В кабинет вошел жандармский унтер-офицер, держа в руке лист надорванной бумаги. Он взволнованно доложил о случившемся происшествии на вагонной фабрике: ранним утром рабочие обнаружили на стенах ту самую кощунственную листовку, что впервые была расклеена в казарме.

Жандарм положил ее перед комендантом, и Щерба увидел знакомый, выполненный тушью рисунок императора: он сидел, помахивая саблей, лицом к кобыльему хвосту.

«До чего талантлив парень, — подумал Щерба. — Обязательно надо ему учиться».

Страшный удар по голове погасил сознание Щербы. Он слышал только дикое рычанье над собой, — удар за ударом обрушивались на его тело.

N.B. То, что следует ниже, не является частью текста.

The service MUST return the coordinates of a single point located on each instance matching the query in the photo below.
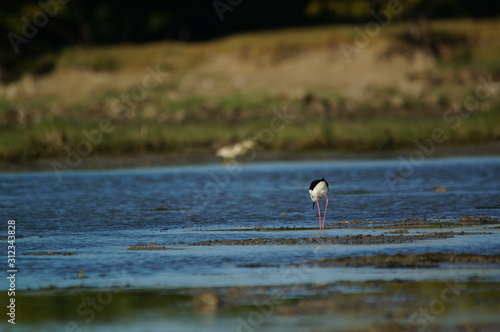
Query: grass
(225, 91)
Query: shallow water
(97, 215)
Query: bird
(230, 152)
(317, 190)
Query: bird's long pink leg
(324, 214)
(319, 214)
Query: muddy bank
(343, 306)
(411, 260)
(348, 239)
(204, 156)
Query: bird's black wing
(313, 184)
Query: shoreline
(202, 156)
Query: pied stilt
(317, 190)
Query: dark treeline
(30, 29)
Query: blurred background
(191, 76)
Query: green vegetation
(205, 95)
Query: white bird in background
(230, 152)
(317, 190)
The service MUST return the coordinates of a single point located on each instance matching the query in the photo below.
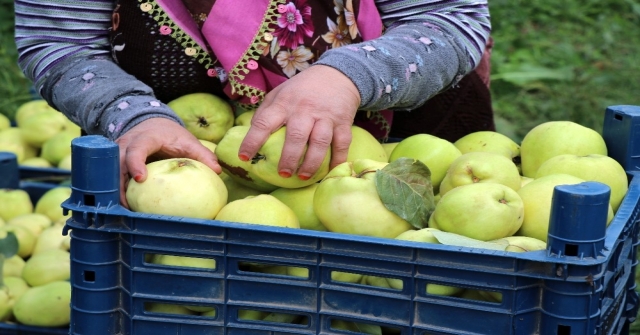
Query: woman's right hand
(154, 139)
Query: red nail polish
(304, 176)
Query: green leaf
(463, 241)
(9, 245)
(405, 188)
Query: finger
(340, 144)
(263, 123)
(319, 143)
(206, 157)
(136, 159)
(295, 143)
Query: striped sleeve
(468, 21)
(427, 47)
(63, 47)
(47, 32)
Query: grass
(14, 87)
(563, 60)
(552, 60)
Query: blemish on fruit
(202, 122)
(258, 157)
(235, 170)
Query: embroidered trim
(254, 52)
(168, 27)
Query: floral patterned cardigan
(93, 59)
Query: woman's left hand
(318, 106)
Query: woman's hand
(318, 106)
(154, 139)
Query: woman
(111, 65)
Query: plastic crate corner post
(577, 228)
(576, 212)
(95, 179)
(9, 170)
(621, 133)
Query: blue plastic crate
(44, 175)
(543, 292)
(10, 179)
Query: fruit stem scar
(258, 157)
(202, 122)
(362, 173)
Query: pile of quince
(41, 136)
(35, 288)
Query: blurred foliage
(563, 60)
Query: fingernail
(304, 176)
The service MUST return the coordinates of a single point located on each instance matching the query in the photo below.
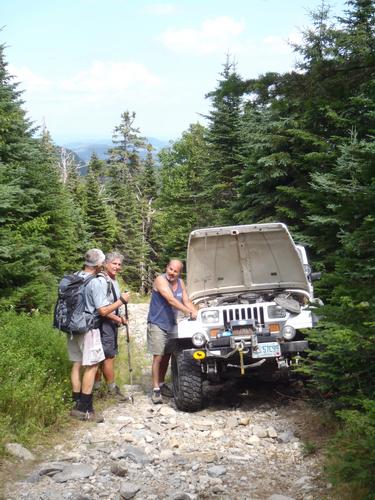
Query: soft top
(241, 259)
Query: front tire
(187, 382)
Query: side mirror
(315, 276)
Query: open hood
(242, 259)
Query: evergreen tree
(225, 140)
(125, 168)
(100, 218)
(183, 203)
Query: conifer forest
(296, 148)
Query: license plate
(267, 350)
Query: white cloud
(28, 79)
(281, 45)
(111, 77)
(160, 9)
(214, 35)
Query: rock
(167, 411)
(253, 440)
(286, 436)
(19, 451)
(171, 455)
(216, 471)
(271, 432)
(180, 496)
(70, 472)
(128, 438)
(259, 431)
(119, 469)
(133, 453)
(244, 421)
(279, 497)
(128, 490)
(173, 443)
(166, 455)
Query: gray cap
(94, 257)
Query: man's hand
(193, 314)
(125, 296)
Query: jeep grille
(237, 313)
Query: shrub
(34, 375)
(352, 452)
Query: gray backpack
(69, 315)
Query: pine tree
(183, 203)
(224, 139)
(125, 169)
(100, 218)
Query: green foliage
(183, 204)
(352, 451)
(34, 376)
(224, 139)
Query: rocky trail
(248, 443)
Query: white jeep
(253, 287)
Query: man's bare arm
(105, 310)
(162, 287)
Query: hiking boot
(91, 416)
(115, 392)
(156, 397)
(166, 391)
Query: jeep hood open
(240, 259)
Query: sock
(85, 403)
(76, 396)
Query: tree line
(296, 147)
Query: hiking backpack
(69, 315)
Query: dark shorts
(108, 333)
(159, 341)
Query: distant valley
(84, 150)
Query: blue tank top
(161, 313)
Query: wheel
(187, 382)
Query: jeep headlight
(210, 316)
(275, 311)
(288, 332)
(198, 339)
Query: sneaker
(116, 393)
(156, 397)
(91, 416)
(166, 391)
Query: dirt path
(248, 443)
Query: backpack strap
(108, 280)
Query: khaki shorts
(86, 348)
(159, 341)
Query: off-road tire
(187, 382)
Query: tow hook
(282, 363)
(240, 349)
(254, 342)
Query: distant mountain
(77, 159)
(85, 149)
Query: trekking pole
(131, 397)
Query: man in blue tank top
(168, 297)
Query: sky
(81, 63)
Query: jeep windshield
(243, 259)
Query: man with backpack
(109, 326)
(85, 349)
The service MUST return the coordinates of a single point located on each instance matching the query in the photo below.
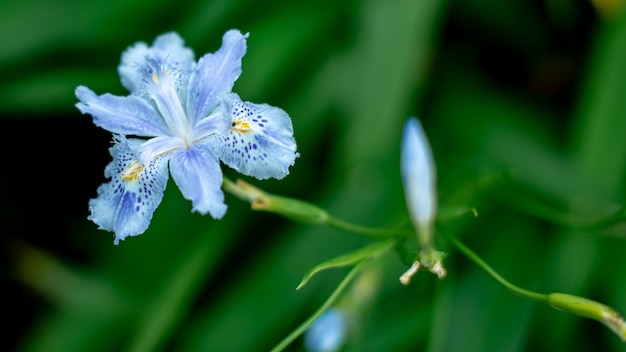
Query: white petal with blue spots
(260, 142)
(126, 203)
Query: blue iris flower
(182, 114)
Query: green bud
(589, 309)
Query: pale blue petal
(124, 115)
(418, 174)
(197, 173)
(218, 122)
(328, 333)
(215, 75)
(161, 86)
(260, 143)
(168, 50)
(159, 146)
(126, 203)
(128, 68)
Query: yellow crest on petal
(132, 171)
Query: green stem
(368, 231)
(544, 211)
(331, 299)
(539, 297)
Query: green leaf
(368, 252)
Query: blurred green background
(536, 88)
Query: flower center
(132, 171)
(241, 126)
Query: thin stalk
(368, 231)
(538, 297)
(329, 302)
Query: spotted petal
(260, 143)
(197, 174)
(126, 203)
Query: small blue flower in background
(181, 113)
(418, 175)
(420, 190)
(328, 332)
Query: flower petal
(125, 204)
(168, 49)
(418, 174)
(197, 173)
(215, 75)
(123, 115)
(158, 146)
(260, 143)
(218, 122)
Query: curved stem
(362, 230)
(539, 297)
(331, 299)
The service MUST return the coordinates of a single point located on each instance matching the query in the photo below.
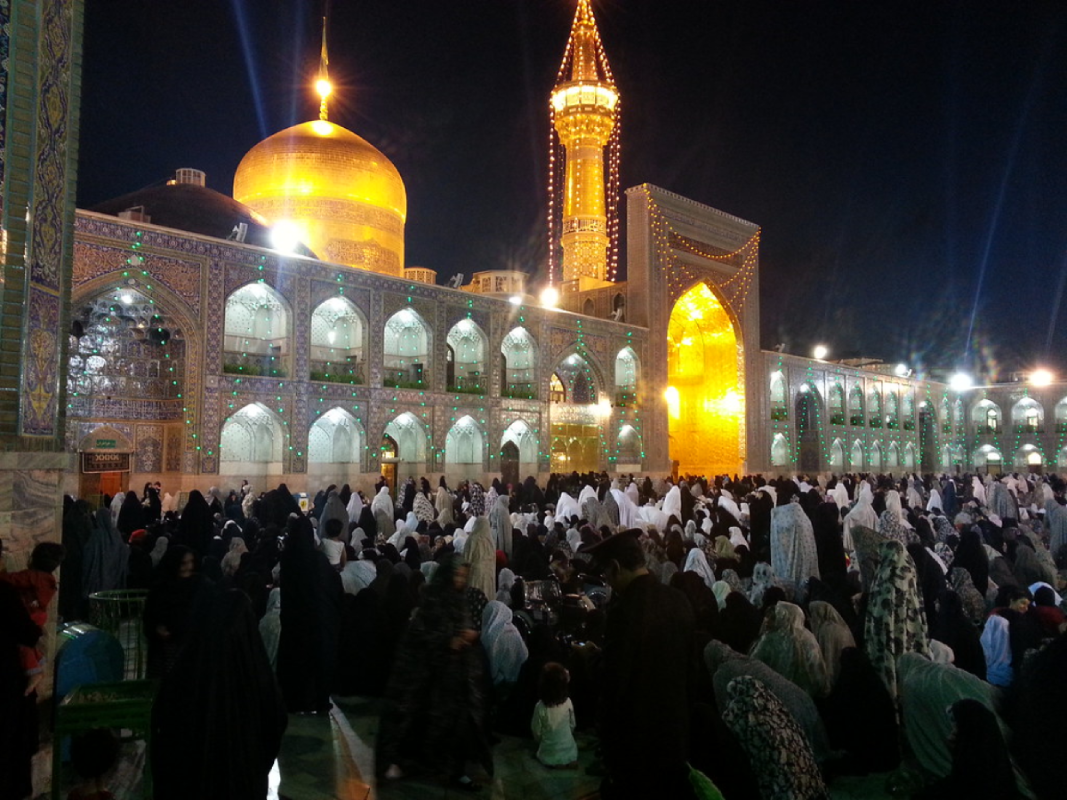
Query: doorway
(807, 416)
(509, 463)
(389, 459)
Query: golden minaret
(584, 108)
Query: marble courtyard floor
(324, 757)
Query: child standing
(36, 587)
(553, 724)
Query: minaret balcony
(583, 96)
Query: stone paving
(324, 757)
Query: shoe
(464, 783)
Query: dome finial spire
(322, 85)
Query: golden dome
(346, 200)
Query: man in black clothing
(648, 668)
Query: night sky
(906, 161)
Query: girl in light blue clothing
(553, 724)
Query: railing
(251, 364)
(1026, 428)
(335, 372)
(520, 392)
(468, 385)
(403, 378)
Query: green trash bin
(121, 612)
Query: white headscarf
(503, 642)
(935, 501)
(505, 580)
(697, 562)
(672, 502)
(354, 507)
(357, 575)
(996, 641)
(567, 507)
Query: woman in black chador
(311, 617)
(434, 717)
(219, 717)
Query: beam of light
(1054, 315)
(1008, 168)
(250, 65)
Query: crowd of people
(734, 637)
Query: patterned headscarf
(894, 623)
(777, 749)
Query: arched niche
(335, 437)
(626, 376)
(523, 437)
(466, 368)
(1028, 416)
(986, 416)
(405, 351)
(838, 454)
(465, 446)
(519, 373)
(628, 449)
(988, 459)
(837, 404)
(856, 456)
(252, 442)
(409, 435)
(857, 416)
(338, 333)
(256, 331)
(780, 450)
(779, 406)
(129, 349)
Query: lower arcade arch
(705, 380)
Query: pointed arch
(986, 416)
(874, 457)
(257, 326)
(627, 370)
(837, 404)
(465, 444)
(857, 415)
(338, 339)
(628, 449)
(335, 437)
(519, 376)
(838, 454)
(579, 379)
(1029, 457)
(468, 346)
(410, 437)
(523, 437)
(405, 350)
(988, 458)
(779, 450)
(779, 408)
(1028, 416)
(252, 441)
(892, 456)
(856, 456)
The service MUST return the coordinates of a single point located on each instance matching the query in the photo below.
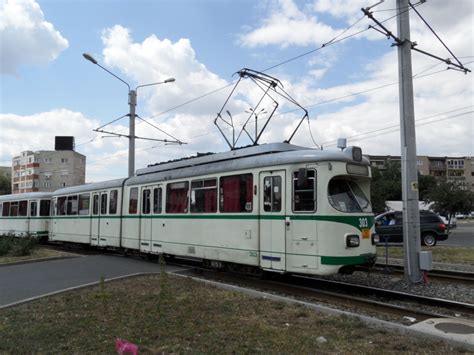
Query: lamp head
(89, 58)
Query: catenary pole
(132, 102)
(411, 213)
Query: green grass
(441, 254)
(176, 315)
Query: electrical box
(426, 260)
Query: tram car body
(278, 207)
(25, 214)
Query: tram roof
(247, 158)
(25, 196)
(220, 157)
(90, 187)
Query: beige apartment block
(455, 169)
(47, 170)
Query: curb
(39, 260)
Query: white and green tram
(25, 214)
(276, 207)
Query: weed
(23, 246)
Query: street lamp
(132, 102)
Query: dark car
(389, 227)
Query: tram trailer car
(25, 214)
(278, 207)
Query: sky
(321, 51)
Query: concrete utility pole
(411, 213)
(132, 102)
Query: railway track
(439, 274)
(335, 293)
(386, 304)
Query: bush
(23, 246)
(5, 244)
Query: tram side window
(61, 206)
(133, 203)
(84, 204)
(45, 206)
(146, 201)
(33, 208)
(23, 208)
(236, 193)
(177, 197)
(304, 191)
(113, 199)
(272, 194)
(157, 192)
(95, 205)
(6, 209)
(103, 203)
(204, 196)
(72, 205)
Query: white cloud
(37, 132)
(25, 36)
(287, 25)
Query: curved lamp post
(132, 102)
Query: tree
(386, 185)
(5, 185)
(449, 198)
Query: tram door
(146, 220)
(272, 220)
(99, 208)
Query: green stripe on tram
(355, 221)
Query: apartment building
(454, 169)
(48, 170)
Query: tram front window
(346, 196)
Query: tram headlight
(375, 239)
(352, 241)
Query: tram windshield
(346, 196)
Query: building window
(235, 193)
(177, 197)
(45, 207)
(204, 196)
(84, 202)
(304, 191)
(61, 207)
(6, 209)
(133, 202)
(113, 202)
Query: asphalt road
(24, 281)
(462, 235)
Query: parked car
(452, 224)
(389, 226)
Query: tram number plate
(365, 233)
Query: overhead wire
(333, 41)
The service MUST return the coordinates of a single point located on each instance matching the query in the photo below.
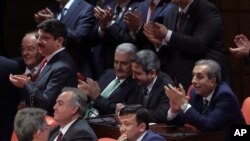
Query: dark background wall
(17, 19)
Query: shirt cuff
(188, 106)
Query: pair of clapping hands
(177, 97)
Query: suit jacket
(9, 98)
(200, 36)
(151, 136)
(116, 34)
(157, 16)
(59, 72)
(79, 21)
(78, 131)
(223, 111)
(157, 102)
(125, 93)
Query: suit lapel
(159, 11)
(71, 11)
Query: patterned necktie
(145, 96)
(110, 88)
(32, 74)
(42, 65)
(205, 105)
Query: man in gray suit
(104, 100)
(58, 68)
(70, 107)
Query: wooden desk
(170, 133)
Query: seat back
(106, 139)
(245, 109)
(50, 121)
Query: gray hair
(214, 69)
(78, 99)
(28, 121)
(148, 59)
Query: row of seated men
(179, 33)
(155, 90)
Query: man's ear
(75, 110)
(37, 134)
(142, 127)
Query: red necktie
(180, 21)
(59, 136)
(41, 67)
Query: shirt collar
(69, 3)
(209, 97)
(186, 8)
(150, 86)
(53, 54)
(66, 128)
(142, 135)
(124, 5)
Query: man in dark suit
(30, 125)
(146, 71)
(212, 105)
(137, 117)
(147, 11)
(78, 17)
(197, 33)
(70, 108)
(31, 57)
(58, 68)
(243, 47)
(104, 101)
(9, 98)
(110, 30)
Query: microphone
(109, 120)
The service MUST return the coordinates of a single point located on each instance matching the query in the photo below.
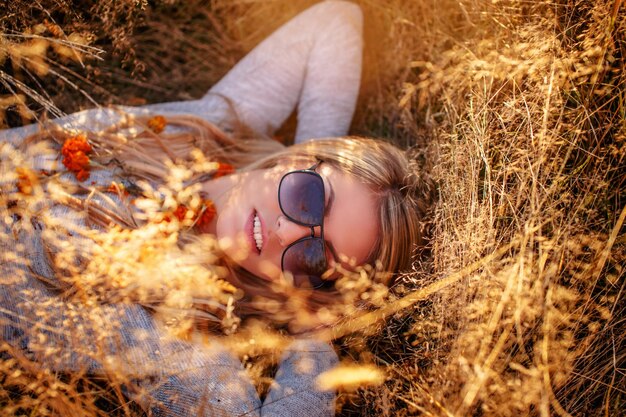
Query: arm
(312, 62)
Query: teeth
(258, 237)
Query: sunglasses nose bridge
(288, 231)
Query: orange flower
(223, 169)
(74, 151)
(157, 124)
(207, 215)
(180, 212)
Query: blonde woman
(327, 203)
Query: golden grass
(516, 112)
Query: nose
(288, 231)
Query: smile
(257, 232)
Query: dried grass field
(515, 112)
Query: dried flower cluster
(75, 152)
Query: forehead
(352, 225)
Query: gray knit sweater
(311, 63)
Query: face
(350, 219)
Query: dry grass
(516, 110)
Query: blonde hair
(385, 170)
(139, 151)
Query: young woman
(301, 213)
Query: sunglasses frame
(308, 171)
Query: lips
(255, 231)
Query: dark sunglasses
(301, 199)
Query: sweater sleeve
(313, 62)
(164, 375)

Щербу потащили в камеру смертников.

23

Я не знал, с чего начинать. Полетаев дал нам две недели сроку, чтобы обдумать и написать о своих впечатлениях в рождественские каникулы. Но две недели прошло, а я между тем все еще не остановился на какой-нибудь определенной теме. Уже на уроках зачитывались и обсуждались по два-три сочинения, скоро добрая половина учеников отчиталась, один я продолжал чего-то выискивать, начинал писать и зачеркивал написанное, спорил то с собой, то со своими «героями», или, как называл их Полетаев, с прототипами будущих героев.

Панна Галина — к ней я забежал после учиненного над нами полицейского разгрома — шептала мне (в моем воображении, разумеется) на ухо: «Пиши про меня, мой милый юноша. Начни с того, как ты примчался к нам, потрясенный, со слезами на глазах, и вся наша небольшая семья сочувственно выслушала твой полный возмущения рассказ, а отец мой, стиснув кулаки, негодовал: «Погромщики! Вам не удастся повторить девятьсот пятый год!» Только про свою исполосованную спину не пиши. Будь гордым. Спину исхлестали, а душа осталась неприкосновенной, чистой. Пиши про людей, про рабочих, с которыми ты выбежал из цеха. И про Игоря, дельного парня, напиши. Смотри, какой он предусмотрительный: вырвавшись с тобой из цеха, не повел тебя домой, напротив, предостерег, чтоб не шел к ним, предвидя, что туда в поисках отца наверняка нагрянут ночные гости…»

У меня было из чего выбирать. Запас впечатлений от поездки был очень разнообразный, его хватило бы заполнить все мои школьные тетради. Вдобавок все настоятельнее просился в мое сочинение отец Серафим…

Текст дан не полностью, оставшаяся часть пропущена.